Oh, do you have to be at a specific polling place in his state? I’ve only voted once before and it was local, but I assumed everyone in the US can vote anywhere in their registered state.
I don’t know about anywhere else, but in Illinois, specifically Chicago and surrounding Cook County, it works both ways.
*For early voting, you can vote at any early-voting polling place in the city or county respectively. You need government-issued identification with a photo.
*If you wait to vote on election day itself, you have to vote at your assigned polling place. You do NOT need a photo ID to vote on election day.
There are more polling places on election day than during early voting; the early voting sites are all in local government buildings, while the election-day polling places are also in rented spaces in schools, churches, commercial buildings, and even large apartment buildings.
Exactly. I had a half-hour window at the end of the day to get into the absurdly long line at the polling station.
If you want to increase voter participation you need to make it easier to vote. Conversely, if you want to decrease voter participation you make it harder to vote.
No such thing as early voting around here. For some reason the GOP-controlled everything here just doesn’t seem to make voting any easier for the wrong people.
Use of the word “right” is of course not exactly a matter of razor-like precision of meaning. I feel that a right doesn’t exist unless there is a remedy for its denial. But I recognize that others may speak more generally of rights.
Still, by even a generous allowance for ‘right,’ I can’t wrap my head around the concept that State A and State B, which both offer voting only on Election Day, are not violating the voting rights of their residents, but when State B changes its law to allow early voting at the polls, State A is still not violating any rights, and when State B changes its scheme again to be identical to State A’s, somehow, State B’s residents’ rights are violated.
If a right exists because we find it floating in some ethereal text of rights, then how can this be so? And if a right exists because of the operation of law, then how can A and B’s identical schemes represent a denial of rights for residents of B and a hunky-dory scheme for residents of A?
Unfair and unwise I won’t debate. But I reject the claim that there is some matter of “rights” involved here.
I think you can argue that “my rights” can be fairly defined as “the current things I am allowed to do under law”. Obviously it’s not a razor-fine legal definition, but given that definition does it make sense?
Case in point, let’s adjust your analogy.
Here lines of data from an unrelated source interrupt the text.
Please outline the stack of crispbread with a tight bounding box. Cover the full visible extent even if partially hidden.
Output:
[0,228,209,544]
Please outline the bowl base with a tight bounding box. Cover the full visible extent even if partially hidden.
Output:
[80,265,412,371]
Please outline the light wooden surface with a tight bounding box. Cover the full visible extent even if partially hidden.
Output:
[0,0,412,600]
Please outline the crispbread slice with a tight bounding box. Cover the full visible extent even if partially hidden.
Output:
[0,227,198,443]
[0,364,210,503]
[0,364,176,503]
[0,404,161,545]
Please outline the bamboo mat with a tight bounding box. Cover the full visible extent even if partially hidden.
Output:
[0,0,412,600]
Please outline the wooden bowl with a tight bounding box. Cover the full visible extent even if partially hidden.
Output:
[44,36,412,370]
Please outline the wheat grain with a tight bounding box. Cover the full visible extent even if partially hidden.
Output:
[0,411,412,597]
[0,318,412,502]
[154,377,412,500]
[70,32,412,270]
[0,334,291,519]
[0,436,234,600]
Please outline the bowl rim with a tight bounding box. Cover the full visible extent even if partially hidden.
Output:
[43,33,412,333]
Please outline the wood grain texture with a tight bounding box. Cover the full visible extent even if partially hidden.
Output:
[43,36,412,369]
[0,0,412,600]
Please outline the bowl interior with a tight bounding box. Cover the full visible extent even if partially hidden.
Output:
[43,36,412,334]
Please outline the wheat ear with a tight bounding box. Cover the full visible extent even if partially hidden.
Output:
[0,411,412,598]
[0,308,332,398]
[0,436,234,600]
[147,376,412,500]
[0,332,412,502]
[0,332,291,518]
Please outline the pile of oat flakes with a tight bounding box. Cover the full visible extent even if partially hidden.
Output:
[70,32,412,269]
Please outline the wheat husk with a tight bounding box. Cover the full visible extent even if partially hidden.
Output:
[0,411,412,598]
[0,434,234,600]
State A and State B don’t allow concealed-carry of firearms. No one has the right to carry concealed firearms. State B allows it, then, and its residents gain the right to carry concealed firearms. State A residents do not have that right. State B revokes their concealed-carry law. State B can be said to have taken away the right to concealed carry, IMHO.
I want to say this sounds like the difference between how we’d discuss legal rights vs. moral rights.
Just because rights aren’t being benied doesn’t mean they aren’t at issue. Voting is clearly a right. Voting in a convenient fashion is just as clearly not a right in itself.
However, since convenience makes it easier to exercise a right, attempts to reduce it should still be looked at askance- particularly when those attempts disproportionately affect groups which have historically been disenfranchised.
One of the issues affecting voting rights in Florida is that wealthier counties have more and better staffed polling stations. The whole point of Florida’s current somewhat liberal voting measures is that they fixed that problem without costing the state much extra money.
I see. So, you would much prefer that we focus our conversation on abstract political theory, rather than the sordid reality of Republican skulduggery? And when you say that you won’t debate whether or not it is “unfair and unwise”, may we take that to mean that you accept that it is, or simply that you find such a debate tiresome?